In results, we present assumptions that suffice for this estimator to be unbiased in cross-sectional studies; in Appendix 1, we justify this claim, and in Appendix 2, we discuss why the estimator is unaffected by collider bias from conditioning on survival.

Of note, this estimator is simple and involves directly observable variables. As in the definition, deaths including those from “competing risks” are treated realistically, as part of the causal process affecting disease prevalence.

Results

Our goal and main novel result is to state assumptions sufficient for expression [2] to be a valid estimator of causal prevalence differences in cross-sectional surveys. We first motivate the approach by briefly considering experiments.

Randomized experiments

The effects of exposure on disease presence at a specified time after exposure can be estimated in an experiment. Briefly, one identifies and enrolls subjects, say at age a₀. For simplicity, we focus throughout on a specific age at exposure (a₀), although one could include different age groups and calculate a summary measure or model age patterns. We may optionally measure baseline presence of disease (age a₀) and then expose a random subgroup to E or placebo. We follow the cohort to age a₁ and measure disease presence, assuming no dropouts or loss to follow-up.

Sufficient conditions under which estimator 2 validly estimates causal effects in randomized experiments are exchangeability (Table 1) for disease presence and survival [D_i,a(e), S_i,a(e)]; independence between people (stable unit treatment value assumption, SUTVA [19,20]); and counterfactual model consistency [4] (Table 1; e.g., D_i,a(j) = D_i,a, if E_i = j). The target is the baseline cohort, and all subjects remain under observation, unless death intervenes. These assumptions describe good randomization (exchangeability), no intersubject interference (SUTVA), complete follow-up, and conceptual clarity (consistency), respectively. They should hold in a well-conducted experiment, possibly apart from SUTVA which can depend on characteristics of the exposure and outcome. Example 1 illustrates how causal effects might be estimated using prevalence contrasts. Additional examples are provided by community intervention trials, often randomized, that frequently use prevalence contrasts to estimate causal effects [21]. Cohort studies involve similar assumptions, with the important caveat that, absent randomization, exchangeability is not necessarily expected (see Appendix 1).

Exchangeability need hold only conditional on measured baseline covariates (C; Table 1). Moreover, the target need not be disease free (at baseline). However, the assumption of exchangeability for nonrandomized studies could be implausible if the prevalence at baseline differed by exposure as noted in the discussion.

Example 1

We illustrate estimation of effects on prevalence in an experiment. Kuller et al. [22] studied the effect of a healthy lifestyle intervention on women’s low-density lipoprotein (LDL) cholesterol. Women had similar cholesterol levels at baseline, but 4.5 years after randomization, 27% of the women in the lifestyle intervention group had LDL cholesterol <100 mg/dL (“optimal”) compared with 16% in the assessment only group. Many measures and comparisons were additionally reported (e.g., average between-group differences), but results included these prevalences illustrating that prevalences can be relevant and informative.
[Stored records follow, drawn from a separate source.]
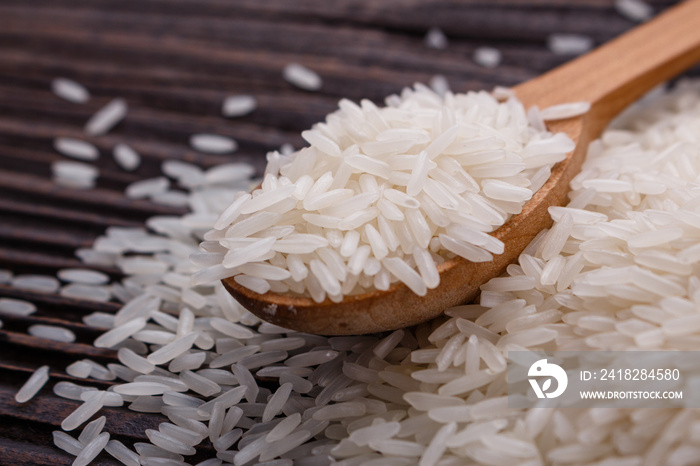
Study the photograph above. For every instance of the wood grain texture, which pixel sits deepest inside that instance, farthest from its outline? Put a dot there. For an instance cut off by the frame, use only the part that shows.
(174, 61)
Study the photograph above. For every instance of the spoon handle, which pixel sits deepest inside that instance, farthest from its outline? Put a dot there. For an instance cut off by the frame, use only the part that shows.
(621, 71)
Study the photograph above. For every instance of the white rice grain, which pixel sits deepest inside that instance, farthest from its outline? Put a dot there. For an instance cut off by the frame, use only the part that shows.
(106, 118)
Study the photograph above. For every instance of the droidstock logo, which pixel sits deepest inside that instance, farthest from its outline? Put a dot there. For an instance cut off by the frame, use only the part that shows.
(542, 368)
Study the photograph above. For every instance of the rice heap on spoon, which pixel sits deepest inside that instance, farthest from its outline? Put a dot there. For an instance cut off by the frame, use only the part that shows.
(384, 195)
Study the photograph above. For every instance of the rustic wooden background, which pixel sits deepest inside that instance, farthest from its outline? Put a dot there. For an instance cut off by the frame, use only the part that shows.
(174, 61)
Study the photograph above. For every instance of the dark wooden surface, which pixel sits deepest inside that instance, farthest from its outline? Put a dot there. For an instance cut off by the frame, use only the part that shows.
(174, 61)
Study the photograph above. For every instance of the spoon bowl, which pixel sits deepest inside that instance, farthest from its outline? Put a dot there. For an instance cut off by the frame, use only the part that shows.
(609, 78)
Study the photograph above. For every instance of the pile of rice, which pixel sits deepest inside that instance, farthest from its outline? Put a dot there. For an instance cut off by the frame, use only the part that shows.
(618, 270)
(385, 194)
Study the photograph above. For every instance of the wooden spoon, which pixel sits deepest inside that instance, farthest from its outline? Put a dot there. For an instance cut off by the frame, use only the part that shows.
(610, 78)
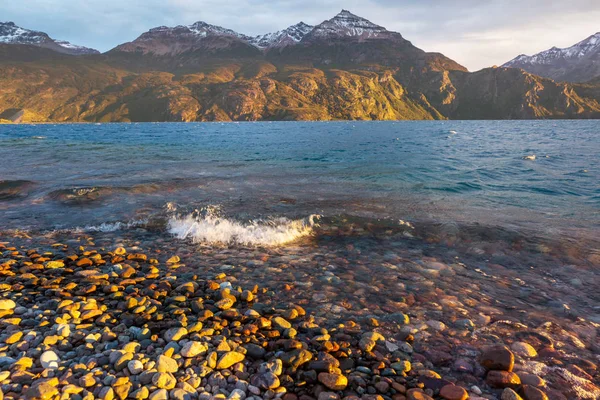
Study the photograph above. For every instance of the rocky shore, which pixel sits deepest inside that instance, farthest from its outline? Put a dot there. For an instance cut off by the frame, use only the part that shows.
(120, 318)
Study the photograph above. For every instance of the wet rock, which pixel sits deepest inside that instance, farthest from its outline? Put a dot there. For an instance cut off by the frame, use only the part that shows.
(7, 304)
(265, 381)
(164, 380)
(193, 349)
(41, 391)
(452, 392)
(417, 394)
(498, 358)
(333, 381)
(503, 379)
(49, 360)
(533, 393)
(509, 394)
(228, 359)
(175, 334)
(523, 349)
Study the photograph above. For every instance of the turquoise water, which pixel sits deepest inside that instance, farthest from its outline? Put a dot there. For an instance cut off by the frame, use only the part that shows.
(78, 175)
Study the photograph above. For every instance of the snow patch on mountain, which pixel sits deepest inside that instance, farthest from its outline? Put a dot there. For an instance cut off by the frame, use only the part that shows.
(346, 24)
(585, 48)
(291, 35)
(13, 34)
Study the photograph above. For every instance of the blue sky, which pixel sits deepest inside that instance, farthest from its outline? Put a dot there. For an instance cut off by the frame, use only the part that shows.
(475, 33)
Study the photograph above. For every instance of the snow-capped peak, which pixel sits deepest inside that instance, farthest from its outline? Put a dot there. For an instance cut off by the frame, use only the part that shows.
(13, 34)
(346, 24)
(289, 36)
(586, 47)
(203, 29)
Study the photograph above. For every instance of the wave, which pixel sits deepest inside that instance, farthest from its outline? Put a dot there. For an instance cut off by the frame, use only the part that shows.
(10, 190)
(207, 226)
(112, 226)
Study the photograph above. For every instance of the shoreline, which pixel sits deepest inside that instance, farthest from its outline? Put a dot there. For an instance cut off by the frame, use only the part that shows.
(295, 121)
(133, 315)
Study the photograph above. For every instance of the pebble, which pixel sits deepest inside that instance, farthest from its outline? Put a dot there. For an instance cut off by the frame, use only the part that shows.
(6, 304)
(228, 359)
(523, 349)
(509, 394)
(333, 381)
(452, 392)
(498, 358)
(49, 360)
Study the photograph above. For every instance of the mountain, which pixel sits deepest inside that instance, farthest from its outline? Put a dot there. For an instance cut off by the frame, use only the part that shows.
(346, 24)
(344, 68)
(578, 63)
(165, 41)
(286, 37)
(14, 35)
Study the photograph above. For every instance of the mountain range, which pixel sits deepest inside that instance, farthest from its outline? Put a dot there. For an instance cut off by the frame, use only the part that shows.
(578, 63)
(343, 68)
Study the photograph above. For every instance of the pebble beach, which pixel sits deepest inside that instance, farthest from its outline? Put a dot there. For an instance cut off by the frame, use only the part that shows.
(301, 261)
(134, 316)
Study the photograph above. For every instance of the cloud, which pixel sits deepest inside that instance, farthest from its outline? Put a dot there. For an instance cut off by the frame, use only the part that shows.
(475, 33)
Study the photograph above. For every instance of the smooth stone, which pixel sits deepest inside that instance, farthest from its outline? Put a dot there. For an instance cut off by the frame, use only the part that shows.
(498, 358)
(503, 379)
(333, 381)
(523, 349)
(41, 391)
(228, 359)
(452, 392)
(533, 393)
(7, 304)
(417, 394)
(135, 367)
(175, 334)
(192, 349)
(166, 364)
(509, 394)
(160, 394)
(266, 381)
(49, 360)
(163, 380)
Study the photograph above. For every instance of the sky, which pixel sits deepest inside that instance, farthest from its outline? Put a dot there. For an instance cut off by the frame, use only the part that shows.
(475, 33)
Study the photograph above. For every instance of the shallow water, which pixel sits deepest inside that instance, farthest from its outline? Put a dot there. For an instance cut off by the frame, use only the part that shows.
(467, 173)
(443, 221)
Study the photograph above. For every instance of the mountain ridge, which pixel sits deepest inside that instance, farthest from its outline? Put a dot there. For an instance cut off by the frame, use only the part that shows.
(577, 63)
(346, 68)
(12, 34)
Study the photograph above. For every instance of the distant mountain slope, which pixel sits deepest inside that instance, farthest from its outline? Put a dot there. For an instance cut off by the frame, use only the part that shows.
(286, 37)
(14, 35)
(578, 63)
(343, 68)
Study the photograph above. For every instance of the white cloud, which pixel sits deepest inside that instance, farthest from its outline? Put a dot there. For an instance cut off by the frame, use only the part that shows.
(475, 33)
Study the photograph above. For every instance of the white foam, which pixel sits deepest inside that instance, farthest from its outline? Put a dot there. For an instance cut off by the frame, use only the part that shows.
(210, 228)
(112, 226)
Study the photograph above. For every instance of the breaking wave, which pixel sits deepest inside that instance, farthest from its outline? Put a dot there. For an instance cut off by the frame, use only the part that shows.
(112, 226)
(207, 226)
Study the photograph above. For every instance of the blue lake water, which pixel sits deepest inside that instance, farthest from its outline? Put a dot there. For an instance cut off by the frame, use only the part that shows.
(451, 172)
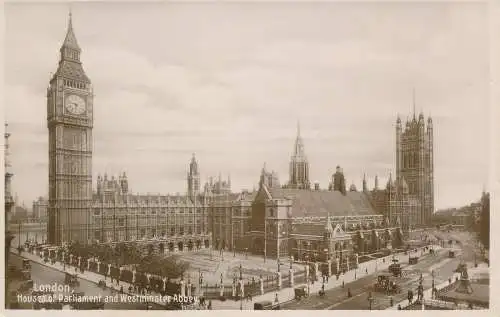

From their results, the prevalence difference is 27% − 16% = 9%. This contrast is not only descriptive, but with our assumptions that should often be plausible in a randomized experiment (previously mentioned), can also be interpreted as estimating the causal effect of the intervention on prevalence of optimal LDL cholesterol. Because prevalence reflects both incidence and duration after onset [23], effect can be on both—as summarized in the prevalence difference. Follow-up was high (95%) with one death, but if the intervention had affected mortality, then $\hat{c P D}$ would nevertheless estimate the causal effect on prevalence in the randomization cohort, measured in survivors.

Cross-sectional studies

The assumptions that assure unbiasedness of estimator 2 are less straightforward in a cross-sectional survey. We assume that survey participants are randomly selected from a well-defined population of living people P₁ at age a₁ (no surrogates for the deceased). The presence (or absence) of disease at age a₁ (D_i,a1) and prior exposure at age a₀ < a₁ are accurately assessed.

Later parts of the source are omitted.